FORÇA MAIOR E FACTUM PRINCIPIS – RESPONSABILIDADES NAS PARALISAÇÕES DECORRENTES DO COVID-19
“Como resultado das orientações de autoridades de saúde para restringir convívio social, por todo Brasil, diversos atos administrativos de prefeitos e governadores de estado têm determinado fechamentos provisórios de estabelecimentos.”
Rodrigo Trindade
Mestre em Direito pela UFPR e especialista em Direito do Trabalho pela Udelar (Uruguay)
Cesar Zucatti Pritsch
Juris Doctor pela Universidade Internacional da Flórida (EUA) e especialista em Direito do Trabalho pela UGF/RJ
As novas rotinas impostas pela pandemia do novo coronavírus vem levando à familiarização com expressões até então restritas a certos ambientes. Descobrimos as diferenças entre endemia e pandemia, entre quarentena e isolamento. Para além da preservação da vida e da saúde, a garantia de sobrevivência de empresas e empregos também depende de bem compreender dois pouco tratados institutos de Direito do Trabalho: força maior e o factum principis.
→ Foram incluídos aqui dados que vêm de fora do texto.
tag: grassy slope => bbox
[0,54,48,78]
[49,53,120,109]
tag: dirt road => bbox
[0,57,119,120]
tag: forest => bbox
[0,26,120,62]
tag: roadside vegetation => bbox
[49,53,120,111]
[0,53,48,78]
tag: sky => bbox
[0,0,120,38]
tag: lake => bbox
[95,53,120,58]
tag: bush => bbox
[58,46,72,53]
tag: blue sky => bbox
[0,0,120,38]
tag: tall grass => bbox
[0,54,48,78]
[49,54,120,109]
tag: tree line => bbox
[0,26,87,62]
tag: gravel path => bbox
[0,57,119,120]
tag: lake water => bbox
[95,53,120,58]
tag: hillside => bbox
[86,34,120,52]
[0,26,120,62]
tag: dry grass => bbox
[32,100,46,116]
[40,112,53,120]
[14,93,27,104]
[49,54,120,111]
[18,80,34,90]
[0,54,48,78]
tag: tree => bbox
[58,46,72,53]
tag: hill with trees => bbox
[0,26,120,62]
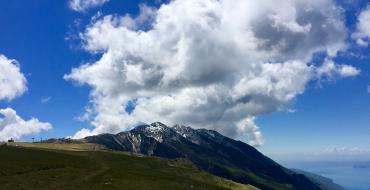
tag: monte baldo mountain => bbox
[84,122,321,190]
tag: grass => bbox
[0,143,255,190]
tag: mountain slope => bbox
[291,169,345,190]
[0,143,256,190]
[85,122,320,190]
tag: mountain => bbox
[84,122,321,190]
[0,144,258,190]
[291,169,345,190]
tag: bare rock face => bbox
[84,122,320,190]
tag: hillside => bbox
[291,169,345,190]
[0,143,255,190]
[84,122,320,190]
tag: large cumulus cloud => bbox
[65,0,359,145]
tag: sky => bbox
[0,0,370,160]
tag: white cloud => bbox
[352,5,370,46]
[316,60,361,79]
[0,54,27,100]
[65,0,358,145]
[40,96,51,104]
[69,0,109,12]
[0,108,52,141]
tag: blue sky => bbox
[0,0,370,159]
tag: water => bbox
[283,162,370,190]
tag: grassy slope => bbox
[0,143,254,190]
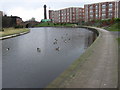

Recente debate, fomentado pelas declarações na mídia quanto à possibilidade de imputação ao ente público das “indenizações” trabalhistas decorrentes da paralização do trabalho acenderam dúvidas sobre a figura do factum principis, previsto no art. 486 da CLT, embora até então estivesse praticamente em desuso. Por outro lado, a recente Medida Provisória 927 (art. 1º, parágrafo único) fez referência expressa de que “o estado de calamidade pública reconhecido pelo Decreto Legislativo nº 6 de 2020 … constitui hipótese de força maior, nos termos do disposto no art. 501” da CLT.
É preciso, entretanto, não confundir tais termos e fazer certo esforço para compreender melhor seu regramento.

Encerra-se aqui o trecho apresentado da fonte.